- The rules governing how data should be stored, used, and shared can be overwhelming for resource-strapped cybersecurity and risk management departments.
- Since 2018, the year the European Union's General Data Protection Regulation (GDPR) when into effect, there has been a constant increase in these types of regulations.
- Thirty-five of the 50 U.S. states have at least considered data privacy regulation, and California's CCPA is set to become stricter.
Businesses, especially those in highly regulated sectors such as financial services, health care and government — and those that operate in multiple countries — are faced with a growing number of data privacy regulations.
These rules governing how data should be stored, used, and shared can be overwhelming for resource-strapped cybersecurity and risk management departments, which is why organizations need to take steps to better manage their compliance operations.
Since 2018, the year the European Union's General Data Protection Regulation (GDPR) when into effect, there has been a constant increase in these types of regulations, said Enza Iannopollo, principal analyst at Forrester Research.
"Our research counts about 100 countries around the world that have some form of data privacy or security rules in place," Iannopollo said. "Arguably, these rules have also become more stringent."

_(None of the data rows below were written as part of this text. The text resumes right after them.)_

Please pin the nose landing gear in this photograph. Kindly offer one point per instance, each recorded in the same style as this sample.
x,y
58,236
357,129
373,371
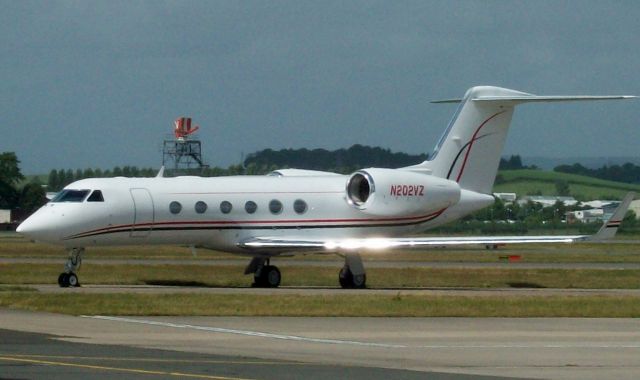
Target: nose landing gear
x,y
68,278
352,275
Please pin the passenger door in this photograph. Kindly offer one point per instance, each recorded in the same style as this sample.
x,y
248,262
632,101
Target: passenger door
x,y
143,213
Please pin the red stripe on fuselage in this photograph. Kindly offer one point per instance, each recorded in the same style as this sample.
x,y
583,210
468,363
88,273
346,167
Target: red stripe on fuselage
x,y
275,223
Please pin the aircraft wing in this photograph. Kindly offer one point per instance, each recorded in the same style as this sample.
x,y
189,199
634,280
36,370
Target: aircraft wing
x,y
280,244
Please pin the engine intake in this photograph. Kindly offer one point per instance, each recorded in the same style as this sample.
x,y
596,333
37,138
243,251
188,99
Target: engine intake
x,y
393,192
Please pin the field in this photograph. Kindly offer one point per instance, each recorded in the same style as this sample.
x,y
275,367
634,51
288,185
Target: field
x,y
176,266
529,182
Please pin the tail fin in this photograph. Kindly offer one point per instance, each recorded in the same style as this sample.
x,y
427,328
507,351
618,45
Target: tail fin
x,y
469,150
610,227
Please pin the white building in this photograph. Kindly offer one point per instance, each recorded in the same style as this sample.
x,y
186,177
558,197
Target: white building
x,y
506,197
547,201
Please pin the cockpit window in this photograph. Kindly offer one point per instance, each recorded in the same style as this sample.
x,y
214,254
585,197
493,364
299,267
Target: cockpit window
x,y
71,196
96,196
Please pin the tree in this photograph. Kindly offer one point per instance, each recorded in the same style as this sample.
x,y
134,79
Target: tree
x,y
562,188
32,197
10,176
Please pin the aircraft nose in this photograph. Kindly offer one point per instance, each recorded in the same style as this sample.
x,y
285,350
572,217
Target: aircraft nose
x,y
35,228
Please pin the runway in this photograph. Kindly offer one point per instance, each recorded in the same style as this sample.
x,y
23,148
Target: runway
x,y
309,290
446,348
331,263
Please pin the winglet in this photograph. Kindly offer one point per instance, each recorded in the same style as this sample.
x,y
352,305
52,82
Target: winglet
x,y
610,227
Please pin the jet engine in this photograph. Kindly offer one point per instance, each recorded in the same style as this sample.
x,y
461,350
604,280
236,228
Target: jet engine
x,y
395,192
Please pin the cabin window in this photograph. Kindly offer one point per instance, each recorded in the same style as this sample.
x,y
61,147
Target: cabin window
x,y
300,206
201,207
175,207
275,206
71,196
225,207
250,207
96,196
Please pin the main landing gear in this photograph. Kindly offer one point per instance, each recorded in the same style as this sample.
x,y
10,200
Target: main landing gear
x,y
352,274
69,278
264,274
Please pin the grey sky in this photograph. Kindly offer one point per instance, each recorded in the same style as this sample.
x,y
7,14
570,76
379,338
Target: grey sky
x,y
98,84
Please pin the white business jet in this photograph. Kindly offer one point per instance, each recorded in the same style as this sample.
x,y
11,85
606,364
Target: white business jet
x,y
291,211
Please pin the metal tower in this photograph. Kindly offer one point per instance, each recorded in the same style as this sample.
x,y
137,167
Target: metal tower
x,y
183,155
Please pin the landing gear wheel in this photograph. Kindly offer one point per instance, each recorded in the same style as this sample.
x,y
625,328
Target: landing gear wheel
x,y
269,277
72,280
63,280
66,280
350,281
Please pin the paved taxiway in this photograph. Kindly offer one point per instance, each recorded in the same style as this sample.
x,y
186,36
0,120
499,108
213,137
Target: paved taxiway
x,y
559,348
442,291
331,263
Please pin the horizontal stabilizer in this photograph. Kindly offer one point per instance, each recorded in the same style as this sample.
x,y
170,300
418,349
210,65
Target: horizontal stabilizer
x,y
609,229
530,98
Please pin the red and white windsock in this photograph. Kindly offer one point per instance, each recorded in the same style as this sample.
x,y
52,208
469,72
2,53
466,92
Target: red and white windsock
x,y
183,127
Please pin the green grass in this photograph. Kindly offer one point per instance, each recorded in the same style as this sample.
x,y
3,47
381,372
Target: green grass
x,y
232,276
523,182
328,305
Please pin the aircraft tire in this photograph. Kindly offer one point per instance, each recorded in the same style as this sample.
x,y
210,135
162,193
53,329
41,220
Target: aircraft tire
x,y
359,281
269,277
272,276
72,280
348,280
345,278
63,280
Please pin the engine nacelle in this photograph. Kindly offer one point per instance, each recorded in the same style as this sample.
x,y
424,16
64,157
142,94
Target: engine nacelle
x,y
393,192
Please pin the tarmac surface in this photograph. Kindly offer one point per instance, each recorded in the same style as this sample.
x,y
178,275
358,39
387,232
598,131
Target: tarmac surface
x,y
309,290
329,263
35,345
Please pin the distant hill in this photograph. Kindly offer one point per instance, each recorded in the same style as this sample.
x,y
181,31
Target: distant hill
x,y
341,160
538,182
548,163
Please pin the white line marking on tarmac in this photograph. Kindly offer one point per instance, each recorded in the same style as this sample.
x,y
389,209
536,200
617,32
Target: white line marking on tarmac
x,y
245,332
567,345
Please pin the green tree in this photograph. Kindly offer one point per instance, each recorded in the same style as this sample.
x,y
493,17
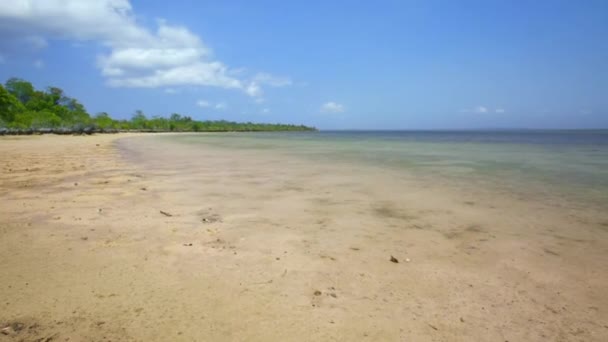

In the EU, rules about artificial intelligence and data governance currently in the works also contain requirements that impact how personal information is collected, processed, and shared.
U.S. law and regulation
Several U.S. states, most notably California with its California Consumer Privacy Act (CCPA), have enacted privacy laws. "Thirty-five of the 50 U.S. states have at least considered data privacy regulation," said Ryan O'Leary, research director, privacy and legal technology at research firm International Data Corp.
New expected modifications to the CCPA give California more enforcement power through a separate state agency and ends an employee exemption, O'Leary said. "Previously, under CCPA employee data was exempted from being subject to data rights requests," he said. "This will no longer be the case soon."
The most prominent regulation now, the American Data Privacy and Protection Act, has the attention of most of the privacy world but is looking less likely to pass Congress, O'Leary said. And if it does not, that "will leave a vacuum at the federal level and continue to allow states to create patchwork regulatory environment with no federal floor," he said.
4.2 zettabytes of data, and growing
The compliance challenge continues to grow with the rise of digital business. "As of 2020, there was 4.2 zettabytes of data stored per year globally," O'Leary said. "This volume continues to expand and previously, many enterprises thought data was valuable and tried to gobble up as much of it as possible. However, that data now contains a significant amount of risk and the volume of it is overwhelming."
Data that's part of expanding global business also adds to the challenge. "For organizations that operate across geographies, the challenge of defining a comprehensive approach to privacy compliance is particularly relevant," Iannopollo said.
GDPR and the EU Court of Justice "have essentially ruled that transferring EU data to the U.S. without significant safeguards is not allowed," O'Leary said. "There will be significant diplomacy [needed] before data transfers can begin to occur without stringent uplift on the part of corporations. These regulations are extremely detailed and there is no clear stakeholder yet. Is it controlled by security? IT? Legal? Compliance? The answer right now is yes. All of them have a stake."
'Cleaning out the data closet'
The issue of concern for compliance efforts is not just the volume of regulations, but the lack of uniformity within the regulations, O'Leary said. As a result, he said, there are a number of things compliance teams need to consider when assessing their compliance needs.
This includes knowing which laws apply to the organization, what its risk appetite is compared with the cost of being compliant, and how it can best build out a comprehensive compliance program.
"Organizations must identify the data that falls within the scope of the rules," Iannopollo said. "Data discovery and classification are fundamental here. In fact, organizations must know which data they have to protect and where the data is. This is simply said, but complex to do in practice. This is a crucial step to building solid privacy programs."
Companies must also build multi-functional teams that include legal expertise as well as security and IT experts, Iannopollo said.
Another approach to consider, although it might be counterintuitive for many businesses, is cutting back data volumes. "The suggestion I always have is data minimization," O'Leary said. "There is no need to over-collect data — it is risky and reckless. You need to clean out your data closet. You need to know as best you can where everything is and who is accessing it and using it."
Along with the focus on data minimization, organizations should enhance their abilities in data discovery and mapping, O'Leary said. "There are a significant number of technology partners and service providers that have immense expertise and can help you get a handle on it," he said.